Department of Nutritional Sciences & Toxicology, University of California, Berkeley, CA, 94720, USA.
Functional Genomics Laboratory, University of California, Berkeley, CA, 94720, USA.
Nat Commun. 2020 Feb 7;11(1):796. doi: 10.1038/s41467-020-14617-1.

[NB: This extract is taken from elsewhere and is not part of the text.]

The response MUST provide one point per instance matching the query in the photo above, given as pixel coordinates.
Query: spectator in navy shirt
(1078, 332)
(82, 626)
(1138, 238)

Fatty acid and triglyceride synthesis increases greatly in response to feeding and insulin. This lipogenic induction involves coordinate transcriptional activation of various enzymes in lipogenic pathway, including fatty acid synthase and glycerol-3-phosphate acyltransferase. Here, we show that JMJD1C is a specific histone demethylase for lipogenic gene transcription in liver. In response to feeding/insulin, JMJD1C is phosphorylated at T505 by mTOR complex to allow direct interaction with USF-1 for recruitment to lipogenic promoter regions. Thus, by demethylating H3K9me2, JMJD1C alters chromatin accessibility to allow transcription. Consequently, JMJD1C promotes lipogenesis in vivo to increase hepatic and plasma triglyceride levels, showing its role in metabolic adaption for activation of the lipogenic program in response to feeding/insulin, and its contribution to development of hepatosteatosis resulting in insulin resistance.
脂肪酸和甘油三酯的合成在进食和胰岛素的刺激下大大增加。这种脂肪生成的诱导涉及到脂肪生成途径中各种酶的协调转录激活,包括脂肪酸合酶和甘油-3-磷酸酰基转移酶。在这里,我们表明 JMJD1C 是肝脏中脂肪生成基因转录的特异性组蛋白去甲基酶。在进食/胰岛素的刺激下,JMJD1C 被 mTOR 复合物磷酸化在 T505 处,使其能够与 USF-1 直接相互作用,招募到脂肪生成启动子区域。因此,JMJD1C 通过去甲基化 H3K9me2 改变染色质的可及性,从而允许转录。因此,JMJD1C 在体内促进脂肪生成,增加肝脏和血浆甘油三酯水平,表明其在代谢适应中的作用,以激活进食/胰岛素反应中的脂肪生成程序,并促进脂肪变性的发展,导致胰岛素抵抗。